You seem to be talking about a vastly different use case.

Containerized apps having their own database? What? Aren’t these types of containers stateless? I always very much try to keep state out of app containers.

What kind of data storage are we talking about?


If an app needs a database, it gets a database server container, instead of getting a user and database on a shared database server as things used to be done. Every little django app has its own postgres container. Every wordpress site gets its own mysql container. That is the modern way.

Those database containers get a PVC/volume/mount for their data dirs. The only thing ever connecting to them is their "owner" application container. So at that point, why not drop the postgres container and PVC mount a sqlite directory in the app container? The result is the same.


And when you need to scale to thousands of instances of your microservice?

Yeah this is the part I don’t get. It seems like people are talking about 1 distinct app = 1 container and this is the new normal? We’re back to managing cows instead of cattle again?

I just think a lot of people here haven't ever worked on large scale systems. They don't know what the don't know.

I think a lot businesses build large distributed systems prematurely. They don't know what they don't know.

What on earth needs thousands of instances? Are you building a CDN? Most apps can be a single server or sharded by business/region.

Honestly, this whole leys run loads of nodes seems to have sprung up from languages that are slow oe don't have decent concurrency.


That's the whole thesis; YAGNI.

Yes if you run a database server like an embedded application database, then it won’t be very different from an embedded application database.

How do you do server maintenance or handle hardware failure if your database is SQLite? You are going to have to take downtime, even in the best scenario.
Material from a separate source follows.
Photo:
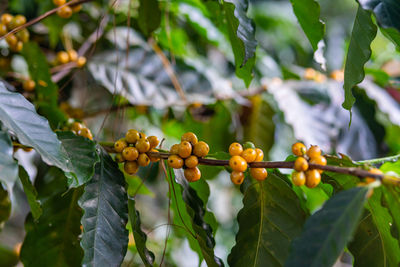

1. Proxmox live migration or HA, Ceph storage

2. K8S DaemonSet, PVC backed by probably Ceph

3. Just..don't care? Do maintenance outside of working hours, fix issues quickly and explain things nicely to your customers. Not everything is google-scale. Most people can deal with some downtime.

And it's not like you won't have downtime in let's say a postgres-backed app. But now you have two "servers" to deal with.


Those first two options add more complexity than just using an external database.

I guess I am just not used to downtime being acceptable. Spent most of my career working for a CDN, any sort of downtime was simply unacceptable. I can't stop myself from that sort of thinking now.


It's complexity you already have. You need some sort of HA for your app server and some sort of resilient storage for your database server. Using sqlite just means the storage is used by the app server directly, nothing more.

Every container gets its own database?

Yes? Well, every "app", as I quite explicity wrote. Look up the docker compose file or helm chart for basically any app. I'm running dozens of apps, each with their own postgres, redis and nginx containers alongside the main application server. That's what the stack is designed for.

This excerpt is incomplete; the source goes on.